Israel’s Netanyahu isn’t worried about Steve Bannon and anti-Semitism in Trump’s camp

December 12 at 12:09 PM. Washington Post

 

In an interview with CBS’s “60 Minutes” that aired Sunday evening, Israeli Prime Minister Benjamin Netanyahu dismissed concerns about perceived anti-Semitism surrounding the campaign of President-elect Donald Trump.

“I know him very well,” Netanyahu said of Trump in an interview with Lesley Stahl. “And I think his attitude, his support for Israel is very clear. He feels very warmly about the Jewish state, about the Jewish people and about Jewish people. There’s no question about that.”

Critics of Trump’s campaign argue that it gave a platform to bigots, white supremacists and anti-Semites who were invigorated by Trump’s populist and anti-immigrant rhetoric. Trump also received the backing of fringe figures, such as former KKK leader David Duke, and did little to genuinely distance himself from the white nationalists cheering his rise.

Stahl pressed the right-wing Israeli leader for his thoughts on a coterie of Trump’s advisers, including Steve Bannon, ideologue of the so-called alt-right and former head of the far-right Breitbart News website who is tapped for a senior position in the White House. Netanyahu said he didn’t know Bannon, but he wasn’t worried.

“I think that Mr.

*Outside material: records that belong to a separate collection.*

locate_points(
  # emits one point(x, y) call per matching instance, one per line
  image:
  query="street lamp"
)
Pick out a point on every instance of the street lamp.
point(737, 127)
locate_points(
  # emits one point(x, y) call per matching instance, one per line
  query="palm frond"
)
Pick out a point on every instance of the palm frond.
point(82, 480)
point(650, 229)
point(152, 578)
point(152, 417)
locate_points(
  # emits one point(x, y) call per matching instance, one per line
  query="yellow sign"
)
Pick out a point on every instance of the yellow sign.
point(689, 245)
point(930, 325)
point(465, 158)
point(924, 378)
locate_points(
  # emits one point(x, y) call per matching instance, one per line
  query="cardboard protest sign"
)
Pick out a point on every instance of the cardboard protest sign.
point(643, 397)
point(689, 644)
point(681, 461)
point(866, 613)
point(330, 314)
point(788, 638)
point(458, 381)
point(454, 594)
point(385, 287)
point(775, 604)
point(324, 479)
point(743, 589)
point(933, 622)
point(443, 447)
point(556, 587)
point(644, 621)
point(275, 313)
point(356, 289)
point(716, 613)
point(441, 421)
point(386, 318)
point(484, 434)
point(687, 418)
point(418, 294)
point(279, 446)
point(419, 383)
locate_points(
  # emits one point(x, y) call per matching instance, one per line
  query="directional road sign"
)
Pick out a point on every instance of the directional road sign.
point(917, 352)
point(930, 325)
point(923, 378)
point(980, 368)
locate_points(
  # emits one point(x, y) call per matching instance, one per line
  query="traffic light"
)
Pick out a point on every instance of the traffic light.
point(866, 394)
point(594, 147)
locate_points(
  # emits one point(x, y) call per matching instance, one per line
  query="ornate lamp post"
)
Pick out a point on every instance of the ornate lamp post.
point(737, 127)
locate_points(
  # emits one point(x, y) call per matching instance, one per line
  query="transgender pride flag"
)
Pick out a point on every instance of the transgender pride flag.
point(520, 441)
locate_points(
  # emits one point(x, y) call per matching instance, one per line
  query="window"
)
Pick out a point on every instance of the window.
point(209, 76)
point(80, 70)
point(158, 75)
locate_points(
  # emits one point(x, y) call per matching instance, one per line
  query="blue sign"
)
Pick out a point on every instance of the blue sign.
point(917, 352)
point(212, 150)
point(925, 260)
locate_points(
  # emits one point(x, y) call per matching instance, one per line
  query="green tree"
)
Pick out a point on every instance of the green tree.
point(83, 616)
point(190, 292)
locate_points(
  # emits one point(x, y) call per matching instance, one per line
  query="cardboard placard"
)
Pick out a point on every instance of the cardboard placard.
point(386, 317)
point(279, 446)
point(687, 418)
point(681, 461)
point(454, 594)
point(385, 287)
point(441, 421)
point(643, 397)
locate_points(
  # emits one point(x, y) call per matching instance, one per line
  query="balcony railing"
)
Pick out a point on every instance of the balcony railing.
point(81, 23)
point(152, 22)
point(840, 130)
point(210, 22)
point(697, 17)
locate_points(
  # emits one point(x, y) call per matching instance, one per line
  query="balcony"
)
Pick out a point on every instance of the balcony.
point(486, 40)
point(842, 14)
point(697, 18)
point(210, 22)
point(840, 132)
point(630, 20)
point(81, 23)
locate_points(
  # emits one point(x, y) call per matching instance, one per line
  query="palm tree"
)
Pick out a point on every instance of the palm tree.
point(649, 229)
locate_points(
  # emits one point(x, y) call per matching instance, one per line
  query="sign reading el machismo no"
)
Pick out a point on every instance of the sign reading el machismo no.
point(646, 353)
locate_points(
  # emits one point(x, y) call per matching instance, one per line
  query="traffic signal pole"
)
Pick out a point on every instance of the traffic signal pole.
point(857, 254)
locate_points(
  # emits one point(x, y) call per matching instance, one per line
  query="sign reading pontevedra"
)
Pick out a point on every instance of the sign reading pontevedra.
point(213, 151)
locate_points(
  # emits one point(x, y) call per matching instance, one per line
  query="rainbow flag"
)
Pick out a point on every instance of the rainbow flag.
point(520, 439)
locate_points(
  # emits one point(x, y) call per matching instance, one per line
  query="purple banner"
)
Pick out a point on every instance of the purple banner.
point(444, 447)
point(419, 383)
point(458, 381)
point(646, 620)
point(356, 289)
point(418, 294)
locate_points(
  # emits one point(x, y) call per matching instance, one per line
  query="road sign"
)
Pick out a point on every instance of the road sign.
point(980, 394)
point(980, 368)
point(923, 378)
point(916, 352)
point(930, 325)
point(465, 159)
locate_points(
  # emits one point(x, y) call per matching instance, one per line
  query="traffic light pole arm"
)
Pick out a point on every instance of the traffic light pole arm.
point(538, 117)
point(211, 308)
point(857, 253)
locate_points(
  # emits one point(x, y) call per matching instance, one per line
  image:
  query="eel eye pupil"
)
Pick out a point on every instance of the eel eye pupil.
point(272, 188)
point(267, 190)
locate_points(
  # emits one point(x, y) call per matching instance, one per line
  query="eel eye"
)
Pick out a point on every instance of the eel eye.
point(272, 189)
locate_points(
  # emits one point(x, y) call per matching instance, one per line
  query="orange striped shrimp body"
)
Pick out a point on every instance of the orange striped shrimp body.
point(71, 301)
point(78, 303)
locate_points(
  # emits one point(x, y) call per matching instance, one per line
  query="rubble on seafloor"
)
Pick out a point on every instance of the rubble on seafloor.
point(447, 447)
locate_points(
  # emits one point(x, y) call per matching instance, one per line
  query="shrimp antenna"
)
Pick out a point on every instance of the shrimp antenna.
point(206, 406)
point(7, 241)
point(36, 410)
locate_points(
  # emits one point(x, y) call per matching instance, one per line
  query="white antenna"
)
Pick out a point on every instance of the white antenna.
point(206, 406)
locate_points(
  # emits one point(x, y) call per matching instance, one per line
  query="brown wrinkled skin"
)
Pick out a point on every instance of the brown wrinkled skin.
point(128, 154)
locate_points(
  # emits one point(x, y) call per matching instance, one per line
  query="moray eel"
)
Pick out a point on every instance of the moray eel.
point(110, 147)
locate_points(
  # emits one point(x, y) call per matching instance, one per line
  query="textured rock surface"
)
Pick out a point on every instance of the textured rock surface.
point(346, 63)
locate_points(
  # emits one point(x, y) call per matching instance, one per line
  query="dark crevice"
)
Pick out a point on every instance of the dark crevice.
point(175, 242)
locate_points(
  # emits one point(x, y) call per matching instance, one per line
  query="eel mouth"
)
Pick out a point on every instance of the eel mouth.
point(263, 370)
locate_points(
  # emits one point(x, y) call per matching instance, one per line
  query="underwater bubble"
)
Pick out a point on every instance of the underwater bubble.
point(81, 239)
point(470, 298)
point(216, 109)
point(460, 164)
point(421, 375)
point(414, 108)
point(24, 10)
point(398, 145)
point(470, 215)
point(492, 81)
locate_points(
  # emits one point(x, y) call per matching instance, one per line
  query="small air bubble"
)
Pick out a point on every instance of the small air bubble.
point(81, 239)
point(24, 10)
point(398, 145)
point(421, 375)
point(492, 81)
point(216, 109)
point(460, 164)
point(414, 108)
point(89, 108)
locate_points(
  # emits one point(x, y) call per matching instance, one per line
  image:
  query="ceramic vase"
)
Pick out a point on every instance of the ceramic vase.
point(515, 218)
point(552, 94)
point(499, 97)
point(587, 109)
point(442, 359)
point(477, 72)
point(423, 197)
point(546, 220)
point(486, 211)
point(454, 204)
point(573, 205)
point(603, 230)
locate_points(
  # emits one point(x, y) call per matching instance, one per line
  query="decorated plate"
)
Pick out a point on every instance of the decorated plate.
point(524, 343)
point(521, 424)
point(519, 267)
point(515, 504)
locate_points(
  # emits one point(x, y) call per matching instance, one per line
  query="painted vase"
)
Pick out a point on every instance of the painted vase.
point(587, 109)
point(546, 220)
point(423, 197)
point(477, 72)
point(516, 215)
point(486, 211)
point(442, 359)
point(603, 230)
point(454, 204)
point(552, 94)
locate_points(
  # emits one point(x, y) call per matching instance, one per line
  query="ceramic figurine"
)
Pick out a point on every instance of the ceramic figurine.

Trump and his associates are going to be very strong, not merely in support for the Jewish state, but also in support for the Jewish people,” he repeated. Netanyahu also spoke of his well-known “difference of opinion” with President Obama and expressed hope that Trump would help undo the nuclear deal with Iran.

Last month, the Anti-Defamation League issued a stern rebukeof Bannon’s mooted appointment.

“It is a sad day when a man who presided over the premier website of the ‘alt-right’ — a loose-knit group of white nationalists and unabashed anti-Semites and racists — is slated to be a senior staff member in the ‘people’s house,’” the American organization, which fights anti-Semitism and other forms of bigotry, said.

Under Bannon’s stewardship, claimed the ADL, Breitbart “published inflammatory pieces about women, Muslims and other groups.” The website, claimed the ADL, “has emerged as the leading source for the extreme views of a vocal minority who peddle bigotry and promote hate.” It’s likely that Trump’s pre-election rhetoric about “globalist” cabals undermining the nation — a classic trope of anti-Semitism — was influenced by Bannon.

Netanyahu explained that whatever the allegations surrounding Trump’s team, he was confident that Trump himself would set the tone and that the president-elect, who has Jewish grandchildren, was in no way anti-Jewish.

“We say that the boss ultimately decides the policy,” Netanyahu said. “The spirit of the commander permeates the troops. That’s our motto in the Israel Defense Forces, and that’s I’m sure true of the U.S. presidency, as well.”